He was a survivor. And not only because after the 1986 accident, with a rented Sierra on his return from Paul Ricard, the doctors had given him a few days to live, and instead he reached the age of eighty. Frank Williams he had fought all his life, to make his dream come true, to make it grow and eventually to just keep it alive. Much of this battle he fought from a quadriplegic wheelchair, or from the pole to which he was harnessed in order to eat, drink, breathe and look those in front of him in the eye. On his condition, Sir Frank expressed himself in words that were sometimes chilling to the listener: “I lost the 1986 World Cup for my stupidity”, or “The other day I treated a sponsor, I managed to get a higher figure precisely because he saw me reduced like this”. Patrick Head, for many years the technical mastermind of the team, on the other hand, was happy to talk about going to Frank’s office, nibbling a sandwich and leaving the crumbs lying around, to the desperation of his boss and partner.

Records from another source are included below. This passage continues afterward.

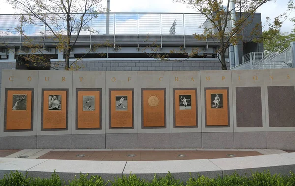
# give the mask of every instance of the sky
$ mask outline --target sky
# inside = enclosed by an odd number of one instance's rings
[[[286,11],[287,1],[288,0],[277,0],[275,3],[268,2],[260,7],[257,12],[261,13],[263,24],[265,23],[266,17],[273,20],[277,15],[283,13]],[[102,3],[106,6],[106,0],[103,0]],[[186,5],[173,3],[172,0],[110,0],[110,12],[197,13]],[[12,9],[5,0],[0,0],[0,14],[19,13]],[[294,12],[289,16],[290,18],[293,17],[295,17]],[[293,24],[288,19],[283,24],[281,31],[290,32],[293,27]],[[264,27],[263,29],[267,28]]]

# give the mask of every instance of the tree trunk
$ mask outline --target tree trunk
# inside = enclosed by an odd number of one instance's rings
[[[65,70],[68,70],[70,68],[70,49],[67,49],[65,53]]]
[[[226,67],[226,64],[225,63],[225,55],[224,55],[224,52],[223,51],[221,51],[220,53],[220,63],[221,63],[221,69],[222,70],[227,70],[227,67]]]

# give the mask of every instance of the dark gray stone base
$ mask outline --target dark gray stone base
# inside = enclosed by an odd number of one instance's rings
[[[72,135],[38,135],[38,149],[71,149]]]
[[[0,149],[37,148],[37,136],[10,136],[0,137]]]
[[[73,149],[106,148],[106,134],[77,134],[72,137]]]
[[[202,148],[201,133],[170,133],[170,148]]]
[[[114,133],[106,134],[106,148],[137,148],[137,133]]]
[[[233,132],[202,133],[202,147],[203,148],[234,148]]]
[[[266,132],[267,149],[295,150],[295,132]]]
[[[238,132],[234,133],[235,149],[266,149],[265,132]]]
[[[140,133],[138,148],[169,148],[170,133]]]

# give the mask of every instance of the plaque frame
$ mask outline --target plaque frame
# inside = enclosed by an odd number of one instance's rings
[[[173,88],[172,91],[173,94],[173,128],[176,129],[179,128],[196,128],[198,127],[198,92],[197,88]],[[175,124],[175,91],[176,90],[195,90],[196,97],[196,126],[177,126]]]
[[[112,91],[131,91],[132,93],[132,126],[126,127],[112,127]],[[109,88],[109,129],[134,129],[134,88]]]
[[[4,108],[4,128],[3,131],[4,132],[20,132],[20,131],[34,131],[34,88],[5,88],[5,105]],[[8,92],[9,90],[16,90],[16,91],[32,91],[32,103],[31,103],[31,128],[29,129],[9,129],[7,130],[7,97]],[[28,108],[27,110],[28,111]]]
[[[66,110],[65,117],[65,128],[55,128],[55,129],[44,129],[43,128],[43,114],[44,114],[44,91],[64,91],[66,92]],[[69,130],[69,89],[68,88],[42,88],[41,103],[41,131],[68,131]],[[62,107],[61,108],[62,109]]]
[[[141,128],[142,129],[166,129],[167,128],[166,114],[166,88],[141,88]],[[144,127],[144,91],[145,90],[164,90],[164,126],[159,127]]]
[[[75,106],[75,113],[76,113],[76,130],[101,130],[102,129],[102,88],[76,88],[76,106]],[[88,92],[88,91],[98,91],[99,92],[99,127],[95,128],[78,128],[78,93],[79,92]]]
[[[228,107],[228,125],[207,125],[207,90],[224,90],[227,92],[227,107]],[[227,128],[231,127],[231,122],[230,120],[230,94],[229,92],[229,87],[207,87],[204,88],[204,104],[205,108],[205,127],[206,128]],[[211,98],[210,98],[211,99]]]

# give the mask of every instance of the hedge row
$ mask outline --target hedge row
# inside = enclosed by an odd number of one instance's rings
[[[223,178],[211,179],[199,176],[198,178],[191,178],[186,183],[182,183],[175,179],[170,174],[164,177],[159,177],[155,175],[154,179],[150,182],[138,178],[135,175],[130,175],[128,178],[115,178],[113,181],[104,181],[98,176],[88,176],[88,174],[80,173],[79,178],[76,177],[71,181],[66,182],[62,180],[55,173],[50,178],[39,178],[27,177],[18,171],[5,175],[3,179],[0,180],[0,186],[295,186],[295,174],[290,172],[289,176],[280,175],[272,175],[269,172],[252,173],[249,177],[239,176],[234,174],[225,176]]]

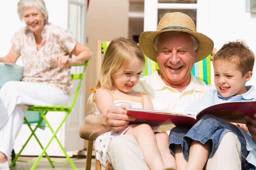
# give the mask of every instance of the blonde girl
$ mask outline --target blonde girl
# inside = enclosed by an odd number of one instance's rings
[[[139,80],[145,63],[144,55],[134,41],[124,37],[113,40],[106,51],[96,87],[90,88],[93,93],[89,101],[95,106],[91,112],[101,114],[110,106],[123,104],[153,109],[148,96],[132,90]],[[168,135],[165,134],[165,139],[168,141]],[[150,169],[172,169],[165,168],[170,165],[164,162],[155,134],[151,127],[145,124],[128,124],[121,130],[110,130],[98,136],[94,146],[96,158],[102,165],[105,166],[109,163],[106,157],[109,142],[115,136],[122,135],[132,135],[135,138]],[[163,150],[163,152],[167,151],[170,155],[168,145]]]

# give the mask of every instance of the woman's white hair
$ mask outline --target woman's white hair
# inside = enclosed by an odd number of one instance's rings
[[[35,6],[45,16],[45,24],[48,22],[48,12],[43,0],[20,0],[18,3],[18,12],[19,19],[23,20],[23,10],[24,9]]]

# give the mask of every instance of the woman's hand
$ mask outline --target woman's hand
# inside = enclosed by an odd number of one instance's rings
[[[72,60],[68,56],[61,56],[56,57],[54,61],[58,63],[59,66],[65,68],[72,64]]]

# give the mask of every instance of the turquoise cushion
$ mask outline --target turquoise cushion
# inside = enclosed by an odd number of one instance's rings
[[[0,88],[6,82],[20,80],[23,72],[22,66],[0,62]]]
[[[22,78],[23,72],[22,66],[0,62],[0,88],[8,81],[20,81]],[[25,114],[30,123],[37,123],[41,117],[38,111],[27,110]],[[44,129],[45,126],[45,122],[43,120],[39,127]]]

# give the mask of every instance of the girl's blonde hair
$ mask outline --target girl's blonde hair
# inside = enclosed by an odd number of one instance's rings
[[[113,39],[108,46],[104,55],[95,88],[103,87],[110,90],[114,90],[113,76],[138,61],[145,65],[144,54],[135,41],[124,37]],[[91,107],[90,114],[94,113],[95,110],[95,91],[92,92],[88,98],[90,106],[93,106]]]

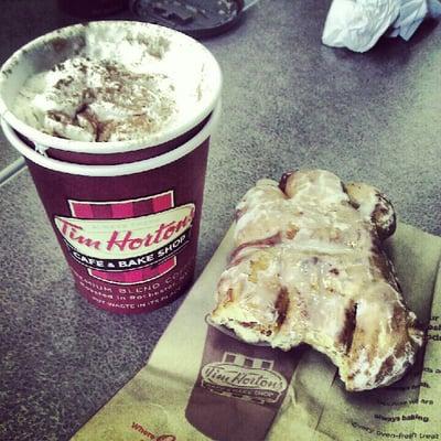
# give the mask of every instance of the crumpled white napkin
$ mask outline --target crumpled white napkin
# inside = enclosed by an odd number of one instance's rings
[[[439,0],[333,0],[322,42],[366,52],[388,29],[388,36],[409,40],[426,17],[441,15]]]

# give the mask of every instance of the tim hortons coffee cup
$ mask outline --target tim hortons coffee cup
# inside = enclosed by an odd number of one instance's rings
[[[3,65],[3,131],[78,291],[98,308],[152,311],[191,283],[219,92],[218,65],[200,43],[137,22],[65,28]]]
[[[86,165],[142,161],[191,140],[220,96],[211,52],[168,28],[76,24],[17,51],[0,73],[0,115],[49,158]]]
[[[153,311],[193,279],[209,136],[220,112],[183,146],[121,165],[43,157],[3,120],[24,155],[78,291],[111,312]]]

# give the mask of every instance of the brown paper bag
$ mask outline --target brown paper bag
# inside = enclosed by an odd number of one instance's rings
[[[441,238],[401,224],[388,246],[407,304],[429,329],[401,380],[347,392],[332,363],[308,346],[283,353],[209,326],[229,232],[147,366],[73,439],[441,440]]]

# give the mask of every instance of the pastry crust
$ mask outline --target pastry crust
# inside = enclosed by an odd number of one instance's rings
[[[399,379],[422,345],[381,243],[395,230],[387,197],[323,170],[261,180],[237,206],[236,249],[211,320],[249,343],[306,343],[347,390]]]

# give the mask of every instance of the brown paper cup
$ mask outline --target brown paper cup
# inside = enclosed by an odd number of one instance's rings
[[[44,157],[3,120],[22,153],[78,291],[111,312],[153,311],[193,279],[209,136],[216,107],[190,141],[159,157],[119,165]]]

For years now, Williams had left the active management of the team that still bears his name. The news about his health was never good, the drugs he had to take to remedy his physical problems took away his clarity. Virginia, his wife, had been gone for eight years with cancer. Claire, the daughter, had in fact signed the abdication of the family management to Dorilton fund, in September of last year. Perhaps – and said with all due respect – it was good that Frank lived his last years in some sort of oblivion. Of the reality that he had wanted with all his might, negotiating business from the telephone booths, hiding the engines in the trunk of his friends’ car, always trying to be one step ahead of everyone, now all that remained was the name.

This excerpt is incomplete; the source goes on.